On a more cheeky note, I wonder if providing a duly authorized certificate of homosexuality would allow a man to work in the special veiled section.

Tuesday, December 13, 2005

Rooftop guessing

This one is rather easier than yesterday's, but since these aren't too common in the area of the States that I come from, I thought I would post them. Anyone want to guess what these devices are for?



Again, if you are from Lebanon, don't ruin the game for the other folks.

Monday, December 12, 2005

Mystery device

From the vantage point of our new apartment, I’ve been able to gain some insight into Lebanese apartment construction. Some of the gizmos people have on their roofs are a bit odd. One in particular confused me for a while. I think I’ve finally had a eureka moment with a strange piece of equipment on the building across from us. I thought it might be fun to have a little guessing game to see if you folks can figure it out too.

No hints from you Lebanese folks who already know what it is!

Saturday, December 10, 2005

Depressed people?

A few days ago, a new acquaintance asked me whether or not I liked Lebanon. This is always a difficult question when you are a guest in someone else’s country. As I think about my experience here, it strikes me as important that I only lived in Lebanon for four months before the Hariri assassination. Could I really call what has been going on since then the real Lebanon? Do I even know the real Lebanon? I wonder…

Along these lines, it’s been interesting to me to see the changes in society as the events of last February march on. From what I’m told, things are quite bad for the country economically these days. However, from what I directly observe, and from the macroeconomic indicators, the economy is doing reasonably well from a historical perspective. So, this begs the question, is the sky really falling, or am I hanging around with negative people?

Thursday, December 08, 2005

Lebanese food

I went out to lunch at a fairly nice Lebanese restaurant today. I’ve never really blogged about Lebanese food before, but I think I might start. The key aspect of today’s meal that caught my attention was how odd it was that we had all been eating for about thirty minutes before any of us picked up our utensils.

That’s just the way it goes with a lot of Lebanese dishes. They aren’t exactly finger foods, but many of them are eaten with flatbread instead of silverware. For example, you tear off a little 2x2 inch parcel of flat bread and use that as a scoop for a wide variety of potential salads and starters. The actual meal generally requires utensils, but not necessarily. It’s just a different way of eating, and quite tasty at that.
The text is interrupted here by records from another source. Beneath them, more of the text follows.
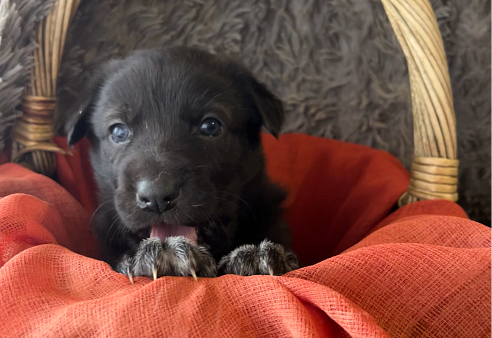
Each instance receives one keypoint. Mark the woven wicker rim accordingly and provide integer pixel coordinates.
(434, 171)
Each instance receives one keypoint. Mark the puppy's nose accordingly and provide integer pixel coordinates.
(155, 198)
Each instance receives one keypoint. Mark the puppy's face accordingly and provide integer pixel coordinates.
(175, 138)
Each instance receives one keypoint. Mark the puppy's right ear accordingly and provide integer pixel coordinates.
(78, 125)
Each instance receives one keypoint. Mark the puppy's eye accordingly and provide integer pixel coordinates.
(211, 127)
(119, 132)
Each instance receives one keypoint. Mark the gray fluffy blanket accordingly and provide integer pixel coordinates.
(336, 64)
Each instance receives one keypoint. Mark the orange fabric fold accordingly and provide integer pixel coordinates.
(423, 271)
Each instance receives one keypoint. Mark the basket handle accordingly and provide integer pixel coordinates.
(434, 171)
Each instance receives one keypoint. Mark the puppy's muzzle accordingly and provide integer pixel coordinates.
(157, 198)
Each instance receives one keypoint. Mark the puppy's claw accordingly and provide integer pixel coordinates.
(193, 273)
(130, 276)
(154, 272)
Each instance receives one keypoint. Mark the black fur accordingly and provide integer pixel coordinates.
(163, 95)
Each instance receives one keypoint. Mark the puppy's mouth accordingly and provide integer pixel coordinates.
(163, 230)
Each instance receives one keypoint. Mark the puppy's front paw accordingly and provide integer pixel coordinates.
(175, 256)
(265, 259)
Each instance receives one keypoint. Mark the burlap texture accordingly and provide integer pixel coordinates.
(424, 271)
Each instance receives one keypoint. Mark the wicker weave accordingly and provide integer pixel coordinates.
(435, 166)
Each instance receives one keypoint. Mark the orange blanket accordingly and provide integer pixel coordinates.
(425, 272)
Tuesday, December 06, 2005

half full, half empty

One of the downsides of our new location has to do with out proximity to the ocean. At this point, we’re about a block and a half away, which means that because our building’s water supply comes from a well, all the water is slightly salty.

On the plus side, this makes it really easy for recipes that call for boiling salted water….

Monday, December 05, 2005

Out of Achrafieh

The move is over. Things went relatively well, although we couldn't find my shoes for about 36 hours. So far, the new house is great, and we are really looking forward to spending the next year here.

On the other hand, it looks like our old landlord is getting cantakerous. I can imagine that the prospect of having their ridiculously over priced apartment sit empty doesn't really please them. I can understand that, but my sympathies are limited. If you want a tennant, lower the price. It's called competition. We don't owe to to you to endlessly renew the lease on your overpriced place.

Anyway, we're very happy with the new place.

Thursday, December 01, 2005

Looting

I've often wondered how so many of Lebanon's archeological treasures are still around, seeing as most of them are in plain view for anyone to pick up and walk off with.

Well, I guess the answer is that people are going to pick them up and walk off with them whether they are in plain sight or not...

Lebanon's Summer Presidential Palace is Burglarized

"...burglars sawed the iron of a ground floor window to slip into the huge compound and get away with priceless jewelry dating back to the Roman era."